Zipper_Haskell笔记13

一.不可变的数据结构

数据结构不可变，所以对其进行增、删、改等操作的结果只能是重新创建一份新的数据结构，例如：

reverse' xs
  | length xs <= 1 = xs
  | otherwise = last xs : (reverse' (init xs))

反转List就像倒序一叠扑克牌，抽出最下面的一张放到新牌堆最上方，接着抽出倒数第二张放到它下面……所以，对牌堆进行倒序操作的结果实际上是造出了一个新牌堆。新牌堆仍由之前的牌构成，但与原牌堆没有任何联系，类似于状态丢弃，直接丢掉原牌堆，而不是维护修改，例如（实现数组反转的一般方法，用JS描述）：

function swap(arr, from, to) {
  let t = arr[from];
  arr[from] = arr[to];
  arr[to] = t;
}
function reverse(arr) {
  for (let i = 0; i < arr.length / 2; i++) {
    swap(arr, i, arr.length - 1 - i);
  }
  return arr;
}

如果数据结构可变，数组反转就可以通过n/2次元素交换来实现。二者的差异在于，可变的数据结构中，我们把数据结构当做可扩展复用的容器，对数据结构的操作就是对容器里的值进行增、删、改；不可变的数据结构中，我们把数据结构当做数据常量，无法扩展和复用，所以对数据结构的操作相当于重新创建一份很像但不太一样的数据。例如swap：

swap _ _ [] = []
swap i j xs
  | i == j = xs
  | i > j = swap j i xs
  | otherwise  = (take i xs) ++ [xs !! j] ++ (sublist (i + 1) (j - 1) xs) ++ [xs !! i] ++ (drop (j + 1) xs)
  where sublist _ _ [] = []
        sublist a b xs
          | a > b = []
          | a == b = [xs !! a]
          | otherwise = (drop a . take (b + 1)) xs

一条线被2个点分成3段，List中两个元素交换的结果就是第一段并上第二个点，并上中间那段，再并上第一个点和最后一段

（摘自一场函数式思维模式的洗礼）

对应的JS描述如下（仅关键部分）：

function swap(i, j, xs) {
  return xs.slice(0, i).concat([xs[j]]).concat(xs.slice(i + 1, j)).concat([xs[i]]).concat(xs.slice(j + 1));
}

相当麻烦，而且效率也不高，比如树结构的场景，改一个节点就需要建一棵新树，再改它旁边的节点又需要创建一棵新树……简单地给所有节点值都+1就需要创建n棵完整树。实际上，局部的修改没必要重新创建整棵树，直到需要完整树的时候再去创建更合理一些。在数据结构不可变的情况下，这能实现吗？

二.在数据结构中穿梭

树

先造一颗二叉搜索树：

> let tree = fromList [7, 3, 1, 2, 6, 9, 8, 5]
> tree
Node 5 (Node 2 (Node 1 EmptyTree EmptyTree) (Node 3 EmptyTree EmptyTree)) (Node 8 (Node 6 EmptyTree (Node 7 EmptyTree EmptyTree)) (Node 9 EmptyTree EmptyTree))

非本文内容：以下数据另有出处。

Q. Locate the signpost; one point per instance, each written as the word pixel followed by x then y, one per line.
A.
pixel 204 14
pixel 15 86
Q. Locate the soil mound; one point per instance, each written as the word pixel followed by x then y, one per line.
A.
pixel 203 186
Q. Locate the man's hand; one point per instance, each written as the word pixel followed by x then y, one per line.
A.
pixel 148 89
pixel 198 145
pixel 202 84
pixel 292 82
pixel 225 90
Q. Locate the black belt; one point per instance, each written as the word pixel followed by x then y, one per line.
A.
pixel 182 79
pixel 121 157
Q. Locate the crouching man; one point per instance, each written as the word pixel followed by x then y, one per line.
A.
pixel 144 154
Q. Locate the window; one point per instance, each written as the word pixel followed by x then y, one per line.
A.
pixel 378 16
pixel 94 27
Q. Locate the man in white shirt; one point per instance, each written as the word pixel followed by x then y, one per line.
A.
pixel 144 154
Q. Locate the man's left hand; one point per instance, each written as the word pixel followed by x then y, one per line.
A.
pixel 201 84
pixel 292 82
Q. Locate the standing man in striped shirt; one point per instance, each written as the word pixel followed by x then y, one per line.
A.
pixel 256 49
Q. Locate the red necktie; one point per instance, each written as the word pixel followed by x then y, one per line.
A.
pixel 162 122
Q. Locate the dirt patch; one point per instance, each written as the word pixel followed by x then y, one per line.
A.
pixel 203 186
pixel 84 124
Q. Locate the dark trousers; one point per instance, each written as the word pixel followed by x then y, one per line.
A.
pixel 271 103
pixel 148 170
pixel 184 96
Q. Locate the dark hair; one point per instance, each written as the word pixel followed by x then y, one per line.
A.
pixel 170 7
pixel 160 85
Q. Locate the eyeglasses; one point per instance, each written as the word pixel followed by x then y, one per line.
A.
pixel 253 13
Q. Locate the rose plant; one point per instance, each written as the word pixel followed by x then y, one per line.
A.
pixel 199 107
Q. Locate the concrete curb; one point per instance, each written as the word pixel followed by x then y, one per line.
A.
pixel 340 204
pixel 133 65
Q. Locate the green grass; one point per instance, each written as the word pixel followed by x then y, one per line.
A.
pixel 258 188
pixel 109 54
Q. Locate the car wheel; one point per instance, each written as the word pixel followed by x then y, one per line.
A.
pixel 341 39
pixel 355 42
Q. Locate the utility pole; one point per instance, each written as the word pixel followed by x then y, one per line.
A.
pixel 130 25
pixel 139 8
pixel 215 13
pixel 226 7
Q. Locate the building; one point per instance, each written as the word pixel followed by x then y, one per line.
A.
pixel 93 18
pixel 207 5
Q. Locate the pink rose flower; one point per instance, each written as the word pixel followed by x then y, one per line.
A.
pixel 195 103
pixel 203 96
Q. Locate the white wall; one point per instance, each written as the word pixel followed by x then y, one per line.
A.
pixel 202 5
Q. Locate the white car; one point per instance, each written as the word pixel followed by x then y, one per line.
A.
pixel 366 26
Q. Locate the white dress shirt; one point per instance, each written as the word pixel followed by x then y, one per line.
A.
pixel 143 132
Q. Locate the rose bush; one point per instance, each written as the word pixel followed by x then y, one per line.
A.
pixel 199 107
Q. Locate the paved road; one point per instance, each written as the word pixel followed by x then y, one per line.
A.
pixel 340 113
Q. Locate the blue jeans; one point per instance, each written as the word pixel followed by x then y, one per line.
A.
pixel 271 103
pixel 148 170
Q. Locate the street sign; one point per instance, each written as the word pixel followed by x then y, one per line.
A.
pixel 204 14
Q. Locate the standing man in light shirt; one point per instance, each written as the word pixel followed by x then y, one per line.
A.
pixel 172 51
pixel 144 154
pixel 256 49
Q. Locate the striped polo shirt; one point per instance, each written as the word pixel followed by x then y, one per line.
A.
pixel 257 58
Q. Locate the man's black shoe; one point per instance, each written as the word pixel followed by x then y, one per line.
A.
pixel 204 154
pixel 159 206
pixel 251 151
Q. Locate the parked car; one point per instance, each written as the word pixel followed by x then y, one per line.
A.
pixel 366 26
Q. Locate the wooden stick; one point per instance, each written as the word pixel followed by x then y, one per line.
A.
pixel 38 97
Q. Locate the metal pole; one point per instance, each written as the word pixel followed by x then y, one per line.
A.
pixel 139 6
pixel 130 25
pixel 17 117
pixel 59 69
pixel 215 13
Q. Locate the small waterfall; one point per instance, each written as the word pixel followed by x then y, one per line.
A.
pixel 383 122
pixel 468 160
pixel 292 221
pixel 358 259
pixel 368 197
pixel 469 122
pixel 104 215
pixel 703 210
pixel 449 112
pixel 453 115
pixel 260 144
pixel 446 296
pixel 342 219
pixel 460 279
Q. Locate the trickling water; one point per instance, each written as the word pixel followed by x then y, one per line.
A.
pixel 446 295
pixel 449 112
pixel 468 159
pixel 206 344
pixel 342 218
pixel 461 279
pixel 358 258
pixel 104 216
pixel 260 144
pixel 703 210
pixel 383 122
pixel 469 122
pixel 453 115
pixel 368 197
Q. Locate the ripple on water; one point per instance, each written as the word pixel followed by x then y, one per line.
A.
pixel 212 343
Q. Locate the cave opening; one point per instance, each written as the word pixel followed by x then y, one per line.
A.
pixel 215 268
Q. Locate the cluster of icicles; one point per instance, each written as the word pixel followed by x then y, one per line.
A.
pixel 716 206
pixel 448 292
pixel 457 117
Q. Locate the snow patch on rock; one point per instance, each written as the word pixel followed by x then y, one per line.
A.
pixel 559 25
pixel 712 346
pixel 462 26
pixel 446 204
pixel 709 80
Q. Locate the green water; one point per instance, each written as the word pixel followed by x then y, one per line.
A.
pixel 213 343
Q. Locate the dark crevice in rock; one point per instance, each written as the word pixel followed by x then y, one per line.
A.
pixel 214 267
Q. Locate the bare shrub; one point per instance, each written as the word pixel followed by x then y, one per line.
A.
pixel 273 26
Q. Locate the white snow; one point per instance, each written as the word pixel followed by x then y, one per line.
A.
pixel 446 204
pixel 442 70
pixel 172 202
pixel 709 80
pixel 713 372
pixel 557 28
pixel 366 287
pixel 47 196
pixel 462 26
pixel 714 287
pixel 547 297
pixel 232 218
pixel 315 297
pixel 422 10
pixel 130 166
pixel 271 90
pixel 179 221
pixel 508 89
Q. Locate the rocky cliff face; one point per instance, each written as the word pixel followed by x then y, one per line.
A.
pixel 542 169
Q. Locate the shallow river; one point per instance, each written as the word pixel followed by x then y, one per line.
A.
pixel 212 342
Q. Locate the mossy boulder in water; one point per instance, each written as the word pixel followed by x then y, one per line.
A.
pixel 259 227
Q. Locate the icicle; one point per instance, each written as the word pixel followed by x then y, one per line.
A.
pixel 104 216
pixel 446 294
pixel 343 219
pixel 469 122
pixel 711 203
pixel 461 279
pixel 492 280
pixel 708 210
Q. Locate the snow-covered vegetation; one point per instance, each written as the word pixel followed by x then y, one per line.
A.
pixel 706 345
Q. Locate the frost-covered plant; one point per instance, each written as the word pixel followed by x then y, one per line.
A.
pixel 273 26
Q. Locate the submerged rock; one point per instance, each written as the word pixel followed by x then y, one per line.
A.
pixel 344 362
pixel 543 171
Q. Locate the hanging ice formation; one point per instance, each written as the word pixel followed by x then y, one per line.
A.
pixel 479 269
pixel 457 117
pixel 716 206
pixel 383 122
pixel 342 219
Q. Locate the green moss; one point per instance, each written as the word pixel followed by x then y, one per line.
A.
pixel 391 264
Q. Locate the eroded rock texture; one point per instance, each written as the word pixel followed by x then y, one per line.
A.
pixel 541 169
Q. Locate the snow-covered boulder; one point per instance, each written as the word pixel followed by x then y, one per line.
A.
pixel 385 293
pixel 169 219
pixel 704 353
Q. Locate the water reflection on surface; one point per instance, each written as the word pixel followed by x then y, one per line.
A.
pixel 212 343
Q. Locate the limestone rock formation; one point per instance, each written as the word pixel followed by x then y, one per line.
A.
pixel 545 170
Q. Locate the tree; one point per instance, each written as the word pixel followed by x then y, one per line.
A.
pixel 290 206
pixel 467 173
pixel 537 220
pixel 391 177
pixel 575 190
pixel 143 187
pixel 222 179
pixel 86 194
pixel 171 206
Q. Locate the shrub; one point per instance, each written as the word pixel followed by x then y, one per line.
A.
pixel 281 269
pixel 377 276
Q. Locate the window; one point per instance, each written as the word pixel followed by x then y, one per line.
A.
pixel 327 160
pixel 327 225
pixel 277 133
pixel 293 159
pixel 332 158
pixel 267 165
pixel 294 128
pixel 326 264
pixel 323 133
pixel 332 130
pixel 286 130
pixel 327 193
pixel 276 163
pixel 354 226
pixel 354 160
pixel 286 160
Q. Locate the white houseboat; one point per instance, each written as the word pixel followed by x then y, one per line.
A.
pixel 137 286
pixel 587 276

（fromList及二叉搜索树的实现来自Monoid_Haskell笔记9）

树结构如下：

想要修改指定节点的话，需要知道两个东西：位置索引和新值。位置索引可以用访问路径来表示，例如：

data Direction = L | R
type Path = [Direction]

那么modify函数的类型应该是这样的：

modify :: Tree a -> Path -> Tree a -> Tree a

根据位置索引找到目标节点，换上新值即可，这样实现：

modify EmptyTree _ n = n
modify t [] n = n
modify (Node x l r) (d:ds) n
  | d == L = Node x (modify l ds n) r
  | d == R = Node x l (modify r ds n)

试玩一下，把3改成4，访问路径是[L, R]：

> modify tree [L, R] (singleton 4)
Node 5 (Node 2 (Node 1 EmptyTree EmptyTree) (Node 4 EmptyTree EmptyTree)) (Node 8 (Node 6 EmptyTree (Node 7 EmptyTree EmptyTree)) (Node 9 EmptyTree EmptyTree))

符合预期，如果改完3还想改1呢？

可以把改完3之后的完整树作为输入，再从根节点开始找到1并改成0：

> modify (modify tree [L, R] (singleton 4)) [L, L] (singleton 0)
Node 5 (Node 2 (Node 0 EmptyTree EmptyTree) (Node 4 EmptyTree EmptyTree)) (Node 8 (Node 6 EmptyTree (Node 7 EmptyTree EmptyTree)) (Node 9 EmptyTree EmptyTree))

能用，但存在2个问题：

改完3之后生成的完整树是多余的
1就是3的左兄弟，不需要再从根开始找

实际上，我们希望的是：

不生成中间多余的完整树，在需要的时候（比如一系列修改操作之后）才生成完整树
能够方便地进行局部修改（改左右兄弟、父级子级），而不用关注完整树

要对一棵子树进行多次修改，修改完毕后还要能生成完整树，怎么才能做到？

进行局部修改的同时要保留其结构上下文信息。比如修改右子树时，关注点是：

就二叉树而言，结构上下文信息由两部分组成，父节点和兄弟节点：

-- 父节点
5
-- 左兄弟
2
  1
  3

右子树加上这两部分信息，就能够得到以父节点为根的完整子树。同样，如果父节点也有其父节点和兄弟节点的信息，就能接着向上恢复子树，走到根的时候就能得到完整树。实际上，只要拥有足够的结构上下文信息，就能在树中上下左右任意穿梭，并且随时能够停下来重建完整树

先定义结构上下文信息：

data DirectionWithContext a = LeftSibling a (Tree a) | RightSibling a (Tree a) deriving (Show, Eq)
type PathWithContext a = [DirectionWithContext a]
type TreeWithContext a = (Tree a, PathWithContext a)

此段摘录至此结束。